Foreign policy takeaways:

  • We continue to observe Armenia’s steady strategy of politically distancing itself from Russia. Last week, it became known that Armenian authorities have been willing to continue working on a peace treaty with Azerbaijan “through Western platforms”. This was announced by the Chairman of the Armenian Parliamentary Standing Committee on Foreign Relations, Sargis Khandanyan.
    • “It is very important for us to continue within the negotiating formats that have already been established. You know that Washington has set up a format for meetings of foreign ministers, as well as a format for negotiations between leaders of the countries with the assistance of the European Union. This gives a legitimacy to the negotiations,” said Khandanyan.
  • Recently, positive dynamics have been observed in the settlement of relations between Armenia and Azerbaijan. An important aspect of this process is the fact that Moscow is not a party to these negotiations, not even within the framework of mediation, while the role of Western powers in this process is growing.

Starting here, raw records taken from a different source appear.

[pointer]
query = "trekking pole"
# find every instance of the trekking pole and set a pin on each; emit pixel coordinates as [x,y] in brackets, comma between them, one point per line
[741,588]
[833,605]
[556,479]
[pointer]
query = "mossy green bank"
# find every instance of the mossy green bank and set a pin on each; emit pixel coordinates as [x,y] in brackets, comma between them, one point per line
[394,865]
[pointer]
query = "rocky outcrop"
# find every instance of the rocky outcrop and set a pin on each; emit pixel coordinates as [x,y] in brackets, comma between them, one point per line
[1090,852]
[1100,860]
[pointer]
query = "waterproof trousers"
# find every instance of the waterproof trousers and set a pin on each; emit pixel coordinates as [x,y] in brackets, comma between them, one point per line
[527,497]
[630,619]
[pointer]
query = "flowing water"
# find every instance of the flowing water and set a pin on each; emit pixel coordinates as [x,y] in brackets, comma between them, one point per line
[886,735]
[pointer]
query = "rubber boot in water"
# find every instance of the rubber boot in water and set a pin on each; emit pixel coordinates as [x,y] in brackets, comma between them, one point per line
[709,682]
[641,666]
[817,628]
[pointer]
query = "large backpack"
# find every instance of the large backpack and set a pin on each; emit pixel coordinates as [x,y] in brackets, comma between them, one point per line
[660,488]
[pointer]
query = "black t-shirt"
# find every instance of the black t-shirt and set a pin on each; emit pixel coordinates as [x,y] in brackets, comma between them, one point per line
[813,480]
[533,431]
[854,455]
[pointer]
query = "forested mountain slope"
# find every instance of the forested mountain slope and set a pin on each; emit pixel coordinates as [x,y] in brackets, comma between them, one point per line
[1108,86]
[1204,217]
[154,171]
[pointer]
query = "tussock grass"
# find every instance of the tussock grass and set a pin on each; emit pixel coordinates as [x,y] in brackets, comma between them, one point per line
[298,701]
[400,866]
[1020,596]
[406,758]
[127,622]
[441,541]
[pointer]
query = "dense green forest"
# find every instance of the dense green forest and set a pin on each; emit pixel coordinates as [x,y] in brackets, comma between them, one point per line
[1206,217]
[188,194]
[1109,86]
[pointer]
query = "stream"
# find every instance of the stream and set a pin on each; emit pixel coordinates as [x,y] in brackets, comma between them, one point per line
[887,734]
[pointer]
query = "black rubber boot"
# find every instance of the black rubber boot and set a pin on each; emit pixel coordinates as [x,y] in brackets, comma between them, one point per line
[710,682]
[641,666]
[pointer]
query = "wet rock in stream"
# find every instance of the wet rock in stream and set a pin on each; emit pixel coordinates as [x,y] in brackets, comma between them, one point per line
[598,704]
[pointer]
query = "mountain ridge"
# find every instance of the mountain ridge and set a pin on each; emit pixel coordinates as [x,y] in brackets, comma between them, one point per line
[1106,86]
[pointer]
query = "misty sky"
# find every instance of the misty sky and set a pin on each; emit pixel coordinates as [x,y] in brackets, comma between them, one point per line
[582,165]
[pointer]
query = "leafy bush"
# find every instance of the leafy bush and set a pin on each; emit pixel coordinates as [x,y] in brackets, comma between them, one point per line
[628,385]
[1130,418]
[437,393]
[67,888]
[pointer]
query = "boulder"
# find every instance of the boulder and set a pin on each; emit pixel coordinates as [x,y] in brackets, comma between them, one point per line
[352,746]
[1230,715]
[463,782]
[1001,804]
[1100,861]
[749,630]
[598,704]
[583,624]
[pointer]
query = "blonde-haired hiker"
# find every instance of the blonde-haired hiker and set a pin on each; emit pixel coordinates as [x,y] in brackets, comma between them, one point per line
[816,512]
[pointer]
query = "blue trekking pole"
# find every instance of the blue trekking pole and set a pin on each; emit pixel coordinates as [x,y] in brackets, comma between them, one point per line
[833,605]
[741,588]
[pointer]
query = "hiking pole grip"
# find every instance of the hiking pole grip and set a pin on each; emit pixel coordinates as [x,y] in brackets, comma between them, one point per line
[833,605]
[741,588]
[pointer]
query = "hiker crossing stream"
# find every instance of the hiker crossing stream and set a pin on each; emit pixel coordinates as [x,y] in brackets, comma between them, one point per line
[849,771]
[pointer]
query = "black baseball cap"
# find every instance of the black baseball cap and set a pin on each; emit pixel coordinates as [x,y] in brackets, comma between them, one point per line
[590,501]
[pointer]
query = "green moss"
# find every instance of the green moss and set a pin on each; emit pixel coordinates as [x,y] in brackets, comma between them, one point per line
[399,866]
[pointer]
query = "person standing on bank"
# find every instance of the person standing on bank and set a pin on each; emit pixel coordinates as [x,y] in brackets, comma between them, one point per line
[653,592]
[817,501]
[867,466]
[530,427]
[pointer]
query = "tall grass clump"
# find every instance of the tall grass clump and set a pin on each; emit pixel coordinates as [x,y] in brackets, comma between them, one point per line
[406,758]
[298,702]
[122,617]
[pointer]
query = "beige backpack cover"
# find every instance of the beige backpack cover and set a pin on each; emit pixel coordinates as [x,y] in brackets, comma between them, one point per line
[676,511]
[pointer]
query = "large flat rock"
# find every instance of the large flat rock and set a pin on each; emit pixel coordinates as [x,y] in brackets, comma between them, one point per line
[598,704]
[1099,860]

    • Moreover, the Secretary of the Armenian Security Council, Armen Grigoryan, took part in a meeting of political advisors on the Ukrainian “Peace Formula” in Davos. This once again shows us that Armenian authorities have now chosen a course of “soft” distancing from Russia.

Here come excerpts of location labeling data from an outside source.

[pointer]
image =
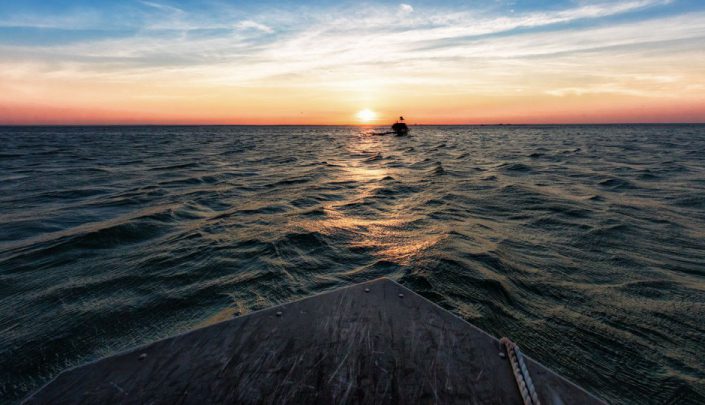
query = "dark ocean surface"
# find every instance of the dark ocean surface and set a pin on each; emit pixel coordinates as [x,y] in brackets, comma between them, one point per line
[584,244]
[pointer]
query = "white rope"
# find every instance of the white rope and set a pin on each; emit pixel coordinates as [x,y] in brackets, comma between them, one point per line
[521,373]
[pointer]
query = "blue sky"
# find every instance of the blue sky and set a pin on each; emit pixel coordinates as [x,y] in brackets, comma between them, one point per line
[638,50]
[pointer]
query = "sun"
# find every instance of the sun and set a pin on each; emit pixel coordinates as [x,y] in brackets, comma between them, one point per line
[366,115]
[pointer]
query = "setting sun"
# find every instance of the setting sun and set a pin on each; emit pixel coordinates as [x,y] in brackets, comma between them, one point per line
[366,115]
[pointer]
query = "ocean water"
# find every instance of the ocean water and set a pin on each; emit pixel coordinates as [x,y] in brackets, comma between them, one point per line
[584,244]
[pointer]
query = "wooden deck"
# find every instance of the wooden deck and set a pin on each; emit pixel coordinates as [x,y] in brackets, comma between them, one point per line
[375,342]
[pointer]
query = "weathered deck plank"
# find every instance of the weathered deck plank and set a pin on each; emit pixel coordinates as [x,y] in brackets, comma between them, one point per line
[345,346]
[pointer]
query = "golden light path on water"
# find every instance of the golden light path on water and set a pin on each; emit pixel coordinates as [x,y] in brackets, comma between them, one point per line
[388,233]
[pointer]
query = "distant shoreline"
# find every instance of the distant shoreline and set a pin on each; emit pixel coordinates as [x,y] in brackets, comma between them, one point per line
[346,125]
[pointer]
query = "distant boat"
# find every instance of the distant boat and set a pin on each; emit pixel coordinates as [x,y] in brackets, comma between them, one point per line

  • The United States continues to work towards creating more financial and political pressure against Russia. Last week, it became known that the Biden administration supported a bill that would allow the seizure of part of the $300 billion of frozen Russian money to be transferred to Ukraine. According to Bloomberg, “The bill would provide the authority needed for the executive branch to seize Russian sovereign assets for the benefit of Ukraine”.
  • It is important to understand that Russian authorities have been quite aggressive in their public statements about initiatives related to the potential transfer of these frozen funds to Ukraine. Bloomberg also writes that this proposal will be discussed during the meeting of G7 leaders on the anniversary of Russia’s full-scale invasion next month, where we should expect potential approval of this step. A significant public reaction from the Russian authorities on this topic, including blackmail regarding “negotiations,” is likely to be anticipated.